Series of minor questions about OpenPGP 5
Robert J. Hansen
rjh at sixdemonbag.org
Wed Jan 28 18:36:10 CET 2009
Peter Thomas wrote:
> I've read about special hardware devices that (claim to) give true
> random numbers, some based on thermodynamics some even on quantum
> mechanics.
True randomness exists in nature, but so far we're unable to detect it.
(Seriously.)
Imagine you have a Geiger counter and a radioactive sample. Over each
time frame, the Geiger counter reports how many decays it measures.
That number becomes your random value. So far, so random, right?
But a Geiger counter has a reset time. Once it clicks, there's a small
time window in which it's unable to detect new decay events. This has
the effect of introducing a bias into your random number generator: some
decay events will be transformed into non-events.
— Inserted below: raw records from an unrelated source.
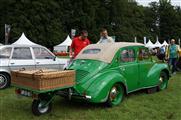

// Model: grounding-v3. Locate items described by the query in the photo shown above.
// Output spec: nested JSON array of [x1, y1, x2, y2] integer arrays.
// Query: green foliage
[[0, 0, 181, 46]]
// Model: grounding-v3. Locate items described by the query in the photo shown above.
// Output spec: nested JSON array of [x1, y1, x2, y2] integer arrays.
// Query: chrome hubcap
[[38, 102, 49, 113], [159, 77, 163, 83], [0, 76, 4, 83], [0, 75, 6, 88], [110, 87, 117, 100]]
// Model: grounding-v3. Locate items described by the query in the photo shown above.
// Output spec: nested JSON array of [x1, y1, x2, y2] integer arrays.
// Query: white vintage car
[[0, 44, 69, 89]]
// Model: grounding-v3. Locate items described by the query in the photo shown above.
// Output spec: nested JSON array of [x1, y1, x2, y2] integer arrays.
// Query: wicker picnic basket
[[11, 69, 75, 90]]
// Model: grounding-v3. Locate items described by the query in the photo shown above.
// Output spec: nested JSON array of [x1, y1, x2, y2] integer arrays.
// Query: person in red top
[[70, 30, 90, 59]]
There are some tricks of physics and mathematics you can use to get very
high quality values out of this kind of radioisotope setup, but the
basic problem remains: even when measuring a totally nondeterministic
event, determinism in the detection mechanism will undercut you. You
can get really, really close to truly random numbers, but you can't get
there.
> Are there any supported in Linux and would
> it make sense or is it even possible to use them with gnupg?
Linux has support for some hardware RNGs, yes. I don't know offhand
which ones. OpenBSD apparently has support for a lot of them.